As the Asean states sought improved ties with China after the historic Nixon visit to China in 1971, calls for an end to Chinese support for the communist parties in the region were coupled with the need to uphold the principles of non- interference and respect for the sovereignty of the region’s states.
Forty years later, geopolitical realities have changed. The end of the Cold War undermined the logic of the policy of non-intervention and non-interference. Doctrines of humanitarian intervention and ‘the responsibility to protect’ are increasingly the basis of decision-making in the UN Security Council, especially as the impact of bloodshed and the consequences of riots, revolutions and bombings are covered hour by hour on television screens and in widely circulated blogs and on the Internet.
In 1988, the scale of the much larger crackdown by the Myanmar military only became known several weeks later. Today, these images are transmitted instantaneously around the world by mobile phones and YouTube.
As long as Myanmar is part of the highest councils of Asean, the region will have a credibility problem when it seeks to address issues of humanitarian concern elsewhere around the globe.
Not only is the junta a failure when it comes to ensuring Myanmar’s economic development, it has also failed to build a cohesive society or ensure a political transition from military rule.
Myanmar does not play an effective role within Asean either. When former Malaysian prime minister Mahathir Mohamad succeeded in getting Asean approval for Myanmar’s admission in 1997, it was believed that Myanmar’s participation would lead to learning by example: As Myanmar interacted with Asean states, it would realise that outward-looking policies, increased foreign investment and expanded trade, tourism and other exchanges would lead it to move in the direction of a more open society increasingly integrated with the rest of South-east Asia. These hopes were soon dashed.
As the Singapore co-chair of the Singapore/Myanmar senior officials working group on economic issues, I realised in 1998 that we were going nowhere. As we were preoccupied with the Asian financial and economic crisis, we decided not to proceed with these meetings as our hosts were more interested in taking us on a week-long jaunt to gem mines and tourist attractions than engaging in serious exchanges on policy issues.
As Asean moves towards the establishment of an Asean Community based on the three pillars of a Security Community, a Socio-Cultural Community and an Economic Community, can it afford to have a member seen as having a government that has failed to ensure the well-being of its people not just recently but since it joined Asean?

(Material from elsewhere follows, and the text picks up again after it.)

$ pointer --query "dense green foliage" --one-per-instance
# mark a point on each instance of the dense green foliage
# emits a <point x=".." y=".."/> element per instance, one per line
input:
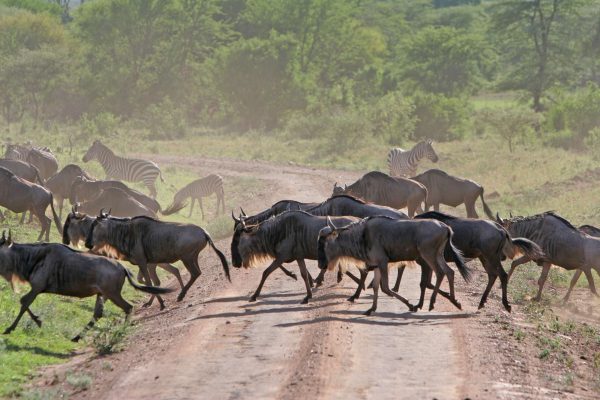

Old Asean hands will say that Myanmar is part of Asean and should be a member. Yes, but only when Myanmar can uphold its commitments. Until then, the forthcoming Asean Summit should agree on the suspension of Myanmar’s membership.

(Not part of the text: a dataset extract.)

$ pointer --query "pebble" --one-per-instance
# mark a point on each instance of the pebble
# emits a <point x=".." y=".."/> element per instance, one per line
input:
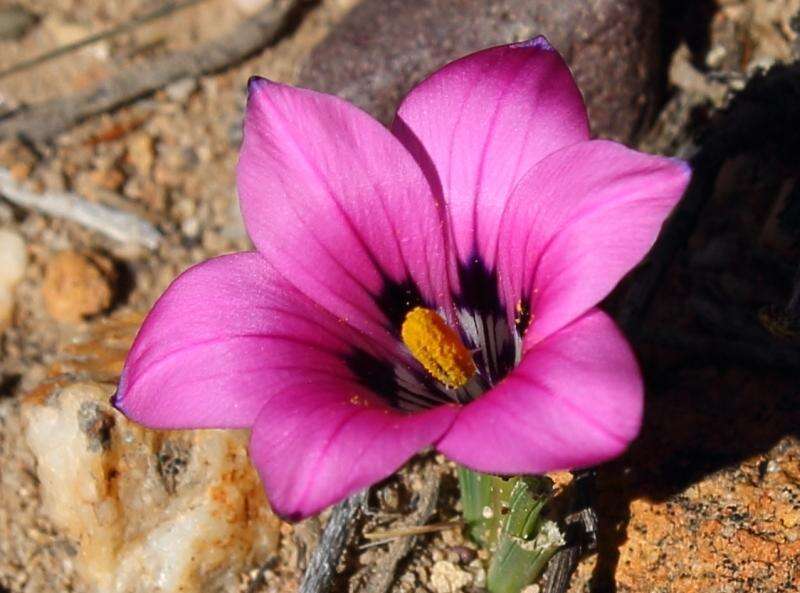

The writer is Dean of the S. Rajaratnam School of International Studies, Nanyang Technological University.
In addition, MM Lee Kuan Yew was quoted in the Straits Times (to appear on 10 Oct) describing Myanmar’s ruling generals “as being rather ‘dumb’ when it comes to managing the country’s economy” and “will not be able to survive indefinitely”.
Already, several months ago, the Singapore Government decided it would not defend Myanmar at the UN any more because of its refusal to show any meaningful progress on its “Roadmap to Democracy”. Now, such strident calls from a “non-government academic” could be a prelude to an even more significant shift in Singapore’s public position on Myanmar.
There is no better time to ratchet up the pressure as now. If Singapore and ASEAN miss this window of opportunity to pressure the generals to compromise, we could be looking at another 20 years of brutal military suppression and economic disasters before the next uprising.